To a very large extent it has been government policy which has promoted the housing bubble. In the 1990s most of the advanced industrialized countries sought to boost their economies by expanding the private housing market. It was hoped that the expansion of the housing industry  would help to offset the decline of the manufacturing industry.

In Canada in December 2006 Stephen Harper’s government introduced 40 year mortgages with no money down. These policies were directly aimed at first time buyers. Interest rates were reduced, and the cost of carrying a mortgages fell significantly. A five year fixed mortgage can be purchased today with an interest rate cost of only 5%. Since World War II mortgage interest rates have averaged a bit over 8%. 

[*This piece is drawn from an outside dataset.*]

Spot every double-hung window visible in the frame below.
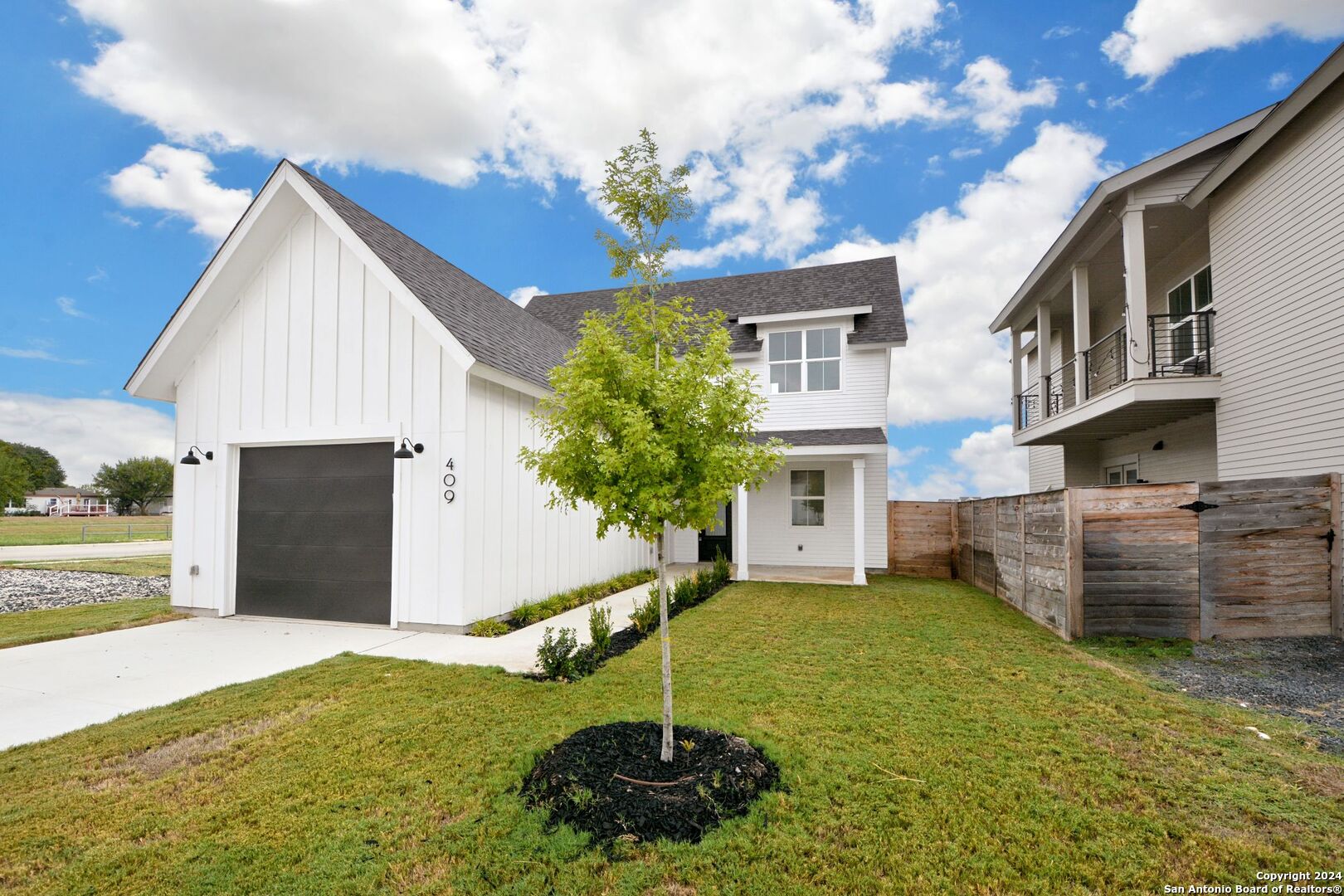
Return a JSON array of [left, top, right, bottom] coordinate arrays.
[[769, 326, 840, 395], [789, 470, 826, 525]]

As part of the change in policy, those who bought a house with less than the traditional 20% down payment were required to get mortgage insurance. This was the task of the Central Mortgage and Housing Corporation (CMHC). The risk of default on these mortgages was shifted from the banks and other lenders to the Canadian taxpayers, who own and bankroll CMHC. In 2011 the average first home buyer had only a 7% equity in the purchased home.

Today first home buyers can still purchase a home with 5% down and a 35 year amortization. Furthermore, banks have allowed some first time buyers to borrow the 5% down payment. The results have been as expected. In the United States, the federal agencies holds mortgages worth around $1.3 trillion. In Canada, CMHC has acquired and insured $600 billion of our “sub prime” mortgages. CMHC bundles up these mortgages into mortgage backed securities (MSBs) and sells them as bonds on the international market, 100% guaranteed by the Canadian government. Canada is different,  Eh?

There are signs that the housing bubble in Canada is starting to break, even in some of the key markets like Vancouver and Toronto. Canadian households seem to have finally become concerned over their very high ratio of debt to income. So it is my projection that this is finally the year when our housing market will begin its path down to the normal level. But not in Regina, due to the influx of population. This would change if the oil and potash industries were to follow the general decline now evident in world commodity prices.